At https://www.livescience.com/space/black-holes/event-horizon-telescope-spies-gargantuan-energy-jets-erupting-from-nearby-supermassive-black-hole … The Event Horizon Telescope has witnessed a ‘gargantuan‘ burst of energy erupting from a supermassive black hole. What is really meant is that the eruption came from the centre of the galaxy, Perseus A, as it is only theoretical that a black hole exists in the centre of any galaxy. The idea of black holes was dreamed up prior to the discovery that electro-magnetism and plasma play a major role in the universe. However, the mainstream mantra has not budged. Some cosmologists even seem to ignore the role of electro-magnetism, and electrical activity in the cosmos, as that is not what they were taught. Hence, the researchers have no choice but to interpret it as an eruption from a black hole. You need to bear this in mind when you go to the link. Indeed, it probably would not have been published if it said otherwise. Peer Review can impose bias in a paper just as much as eradicating bias by the researchers.
Getting to the nitty gritty we may note it is generally considered that all galaxies, of a reasonable size, host a black hole at their centre – even the Milky Way. Hence, the researchers had no choice but to include that in their paper as black holes are the consensus theory. The peer reviewers would also have insisted on such an interpretation as an acceptable theory on how the electro magnetic plasma filled universe works is not currently accepted by mainstream, let alone any idea of questioning the existence of black holes. Cosmologists are basically working on an out of date paradigm but trying to impose electro magnetic data they are witnessing via telescopes and probes on to that paradigm. At some point the connection will snap – just like that. At the moment the old guard are holding out. It is reminiscent of the Clovis First paradigm in the peopling of the Americas. It took years for the dam to burst. However, the researchers themselves make note of the fact that magnetic fields surround the presumed black hole. In other words, magnetic fields exist at the heart of galaxies. In addition, they also note that the magnetic fields launch the erupting jets. On top of that these are described as jets of plasma = electrified gas. Plasma is what erupts from the sun during a coronal mass ejection. In reality, how different are the galactic size eruptions to the solar eruptions that are currently been explored by the Parker Solar Probe and an ongoing ESA mission?
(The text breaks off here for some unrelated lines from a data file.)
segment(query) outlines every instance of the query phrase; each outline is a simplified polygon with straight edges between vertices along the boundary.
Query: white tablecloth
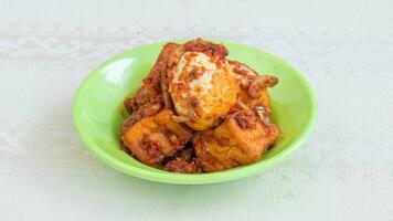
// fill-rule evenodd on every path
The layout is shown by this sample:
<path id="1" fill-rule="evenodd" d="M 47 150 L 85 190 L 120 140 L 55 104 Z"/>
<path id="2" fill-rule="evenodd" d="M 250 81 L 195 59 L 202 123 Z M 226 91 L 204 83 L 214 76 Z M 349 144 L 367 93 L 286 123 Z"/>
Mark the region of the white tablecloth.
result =
<path id="1" fill-rule="evenodd" d="M 393 1 L 0 0 L 0 220 L 393 220 Z M 172 186 L 81 144 L 73 95 L 106 59 L 166 39 L 249 44 L 315 88 L 310 138 L 238 181 Z"/>

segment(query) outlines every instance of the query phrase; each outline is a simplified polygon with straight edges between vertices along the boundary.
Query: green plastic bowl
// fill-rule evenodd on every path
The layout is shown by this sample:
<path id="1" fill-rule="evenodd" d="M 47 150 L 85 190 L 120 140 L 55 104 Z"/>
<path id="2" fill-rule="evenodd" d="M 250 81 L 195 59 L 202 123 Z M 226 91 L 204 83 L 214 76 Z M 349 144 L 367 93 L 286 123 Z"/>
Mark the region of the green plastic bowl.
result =
<path id="1" fill-rule="evenodd" d="M 283 138 L 257 162 L 220 172 L 182 175 L 146 166 L 120 149 L 119 125 L 123 117 L 119 109 L 123 99 L 140 87 L 163 42 L 124 52 L 102 64 L 82 83 L 75 96 L 73 116 L 86 147 L 105 164 L 127 175 L 178 185 L 243 178 L 270 167 L 288 155 L 307 138 L 316 119 L 317 102 L 310 85 L 298 71 L 277 56 L 237 43 L 223 43 L 230 51 L 231 60 L 279 78 L 278 85 L 269 92 L 273 122 L 282 129 Z"/>

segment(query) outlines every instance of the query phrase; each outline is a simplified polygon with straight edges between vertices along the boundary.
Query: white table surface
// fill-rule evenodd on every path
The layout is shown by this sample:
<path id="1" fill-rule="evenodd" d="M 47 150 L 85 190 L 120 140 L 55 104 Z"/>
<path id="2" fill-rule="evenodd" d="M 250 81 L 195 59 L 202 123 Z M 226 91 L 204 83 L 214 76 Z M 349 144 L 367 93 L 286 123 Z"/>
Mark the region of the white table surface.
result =
<path id="1" fill-rule="evenodd" d="M 300 70 L 319 103 L 309 139 L 273 169 L 208 186 L 94 158 L 72 123 L 81 81 L 126 49 L 194 36 Z M 391 0 L 0 0 L 0 220 L 392 221 L 392 70 Z"/>

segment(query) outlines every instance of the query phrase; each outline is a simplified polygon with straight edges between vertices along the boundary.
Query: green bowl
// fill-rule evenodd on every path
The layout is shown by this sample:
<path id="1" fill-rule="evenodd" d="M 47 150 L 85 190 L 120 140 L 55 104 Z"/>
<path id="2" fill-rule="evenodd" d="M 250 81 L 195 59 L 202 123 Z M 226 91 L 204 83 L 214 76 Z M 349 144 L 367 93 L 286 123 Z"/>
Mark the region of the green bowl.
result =
<path id="1" fill-rule="evenodd" d="M 257 173 L 279 161 L 298 147 L 312 129 L 317 115 L 312 90 L 298 71 L 277 56 L 237 43 L 224 44 L 231 60 L 279 78 L 279 84 L 269 92 L 273 122 L 282 129 L 283 138 L 257 162 L 220 172 L 182 175 L 146 166 L 120 149 L 119 125 L 123 117 L 119 110 L 123 108 L 123 99 L 140 87 L 163 43 L 124 52 L 102 64 L 82 83 L 75 96 L 73 116 L 86 147 L 105 164 L 127 175 L 178 185 L 234 180 Z"/>

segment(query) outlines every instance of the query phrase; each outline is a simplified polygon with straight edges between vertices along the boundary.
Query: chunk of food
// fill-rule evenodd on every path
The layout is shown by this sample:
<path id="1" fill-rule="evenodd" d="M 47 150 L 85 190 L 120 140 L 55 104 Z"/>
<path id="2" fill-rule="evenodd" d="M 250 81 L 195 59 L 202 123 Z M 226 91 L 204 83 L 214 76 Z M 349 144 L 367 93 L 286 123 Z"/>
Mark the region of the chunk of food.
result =
<path id="1" fill-rule="evenodd" d="M 173 122 L 172 115 L 163 109 L 136 122 L 121 136 L 123 145 L 144 164 L 159 167 L 164 157 L 173 156 L 192 137 L 192 130 Z"/>
<path id="2" fill-rule="evenodd" d="M 167 76 L 173 106 L 194 130 L 209 129 L 236 103 L 237 86 L 226 49 L 203 40 L 171 55 Z"/>
<path id="3" fill-rule="evenodd" d="M 192 156 L 193 148 L 180 150 L 174 159 L 167 162 L 164 170 L 180 173 L 200 173 L 201 168 L 197 164 L 197 158 Z"/>
<path id="4" fill-rule="evenodd" d="M 202 170 L 214 172 L 257 161 L 279 135 L 255 113 L 236 110 L 215 129 L 197 133 L 193 145 Z"/>
<path id="5" fill-rule="evenodd" d="M 162 108 L 171 106 L 168 86 L 163 77 L 167 74 L 169 56 L 179 46 L 176 43 L 166 44 L 137 94 L 125 99 L 124 105 L 130 115 L 121 125 L 121 134 L 144 117 L 152 116 Z"/>
<path id="6" fill-rule="evenodd" d="M 259 75 L 246 64 L 230 61 L 234 77 L 238 85 L 238 102 L 247 104 L 251 108 L 264 106 L 270 108 L 270 97 L 267 87 L 278 83 L 278 78 L 270 75 Z"/>

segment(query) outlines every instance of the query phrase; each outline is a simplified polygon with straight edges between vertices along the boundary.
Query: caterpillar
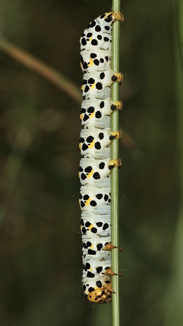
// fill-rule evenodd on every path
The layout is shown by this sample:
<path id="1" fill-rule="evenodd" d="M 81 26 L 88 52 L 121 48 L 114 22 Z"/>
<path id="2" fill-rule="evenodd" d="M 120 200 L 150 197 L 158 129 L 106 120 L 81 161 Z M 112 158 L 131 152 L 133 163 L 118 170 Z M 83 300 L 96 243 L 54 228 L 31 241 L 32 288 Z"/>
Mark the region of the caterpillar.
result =
<path id="1" fill-rule="evenodd" d="M 110 12 L 89 24 L 80 39 L 80 64 L 84 73 L 83 101 L 79 141 L 82 158 L 79 169 L 81 184 L 79 203 L 82 211 L 83 288 L 94 303 L 111 300 L 110 173 L 120 166 L 111 160 L 110 144 L 120 139 L 120 131 L 111 130 L 111 115 L 121 110 L 121 101 L 111 98 L 111 86 L 123 76 L 111 69 L 111 25 L 122 21 L 120 12 Z"/>

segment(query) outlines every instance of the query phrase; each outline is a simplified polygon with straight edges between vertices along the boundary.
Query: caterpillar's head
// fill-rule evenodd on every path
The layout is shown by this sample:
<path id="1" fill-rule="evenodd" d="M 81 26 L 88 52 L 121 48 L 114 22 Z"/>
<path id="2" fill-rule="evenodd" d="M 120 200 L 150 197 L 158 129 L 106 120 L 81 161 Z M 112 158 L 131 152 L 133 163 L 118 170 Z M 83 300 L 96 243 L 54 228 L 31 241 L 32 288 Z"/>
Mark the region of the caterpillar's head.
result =
<path id="1" fill-rule="evenodd" d="M 87 299 L 91 302 L 98 304 L 110 302 L 112 300 L 111 291 L 106 288 L 103 289 L 97 289 L 89 293 Z"/>

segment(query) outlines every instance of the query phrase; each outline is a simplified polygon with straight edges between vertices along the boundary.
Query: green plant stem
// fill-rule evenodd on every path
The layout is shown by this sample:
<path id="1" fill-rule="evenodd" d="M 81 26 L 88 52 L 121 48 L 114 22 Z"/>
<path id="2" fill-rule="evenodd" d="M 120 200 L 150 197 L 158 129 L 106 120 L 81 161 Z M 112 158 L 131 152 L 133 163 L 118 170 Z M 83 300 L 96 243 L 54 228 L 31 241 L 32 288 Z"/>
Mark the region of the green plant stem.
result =
<path id="1" fill-rule="evenodd" d="M 113 0 L 112 11 L 120 11 L 120 0 Z M 112 24 L 112 32 L 111 68 L 115 72 L 119 71 L 120 23 L 119 21 Z M 116 82 L 111 87 L 111 98 L 119 100 L 119 83 Z M 111 130 L 119 130 L 118 110 L 114 111 L 111 116 Z M 111 144 L 111 157 L 112 159 L 119 158 L 119 140 L 116 139 Z M 111 172 L 111 243 L 117 248 L 111 252 L 111 268 L 117 274 L 112 277 L 112 286 L 115 292 L 112 295 L 112 326 L 120 325 L 119 289 L 119 169 L 114 168 Z"/>
<path id="2" fill-rule="evenodd" d="M 81 104 L 81 93 L 77 91 L 77 85 L 68 77 L 2 36 L 0 37 L 0 49 L 27 68 L 48 80 L 75 102 Z"/>

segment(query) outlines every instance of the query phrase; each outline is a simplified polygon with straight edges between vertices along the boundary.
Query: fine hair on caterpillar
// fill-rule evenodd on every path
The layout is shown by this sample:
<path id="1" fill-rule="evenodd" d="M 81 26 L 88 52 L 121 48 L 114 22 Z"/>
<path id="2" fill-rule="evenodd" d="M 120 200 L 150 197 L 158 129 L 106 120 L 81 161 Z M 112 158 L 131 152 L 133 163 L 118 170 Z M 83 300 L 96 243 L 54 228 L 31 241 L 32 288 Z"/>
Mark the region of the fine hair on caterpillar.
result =
<path id="1" fill-rule="evenodd" d="M 79 169 L 82 282 L 85 297 L 94 303 L 111 301 L 111 275 L 116 275 L 111 269 L 111 251 L 116 247 L 111 243 L 110 173 L 121 163 L 111 159 L 110 147 L 121 133 L 111 131 L 111 115 L 122 104 L 111 96 L 112 84 L 121 83 L 123 76 L 111 69 L 111 25 L 123 20 L 120 12 L 105 13 L 90 23 L 80 39 L 84 74 Z"/>

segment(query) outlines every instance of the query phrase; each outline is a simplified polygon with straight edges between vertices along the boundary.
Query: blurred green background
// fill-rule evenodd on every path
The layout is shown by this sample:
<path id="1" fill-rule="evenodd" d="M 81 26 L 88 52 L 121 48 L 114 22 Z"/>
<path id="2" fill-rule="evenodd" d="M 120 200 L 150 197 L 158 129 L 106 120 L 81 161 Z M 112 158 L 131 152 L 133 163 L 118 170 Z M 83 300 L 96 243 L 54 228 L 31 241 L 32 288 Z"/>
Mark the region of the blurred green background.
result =
<path id="1" fill-rule="evenodd" d="M 174 5 L 121 6 L 121 324 L 182 326 Z M 80 33 L 111 7 L 109 0 L 0 0 L 1 34 L 75 79 L 79 93 Z M 0 101 L 1 325 L 111 326 L 111 305 L 94 307 L 82 290 L 81 106 L 3 51 Z"/>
Rather than going to the opposite extreme and embracing the Electric Universe theory it is nevertheless worth reading up on some of the ideas within that movement, primarily an American post Velikovsky offshoot. Hence, it comes with a lot of baggage which requires sifting out. One way to do this is to read Donald Scott’s book, ‘The Interconnected Cosmos‘ which is available to purchase from SIS, at this web site. The price is £24 plus postage [which differs depending on which part of the world you live]. Generally, this does not venture into solar system rearrangements, an idea that has put more people off than it has persuaded. There are of course a lot of born again Electric Universe supporters at sites such as https://www.thunderbolts.info .. but I’m not inviting anyone to dip their toes into that – even though Scott is embedded into the Thunderbolts scenario. Presumably it is an avenue in which he can publish his ideas, and spread them to other people. I’m not even suggesting Scott is necessarily correct in his cosmic scenario. I am suggesting reading his book as an alternative way of looking at black holes. Do they exist? Why did they become the mainstream consensus? Were 19th century solar scientists, mainly amateur, on the right track – but were they moving too fast for the mainstream of the time to absorb. There is nothing new in the world, they say, and electro magnetism is one of them. Stuart Clark’s book, ‘The Sun Kings: the unexpected tragedy of Richard Carrington and the Tale of how modern astro0nomy began‘ , Princeton University Press:2007, describes how close people such as Maunder and his continental contemporaries came to an electro magnetic universe. Early to mid 20th century cosmologists moved in a different direction – and we ended up with black holes. In the 19th century space was thought, by some, to contain ether. This could be explained in the modern world as plasma. And so on. It is a complex subject and no doubt variations on Scott’s hypothesis will appear as more data is beamed back from space. We live in exciting times when it comes to the world beyond planet earth.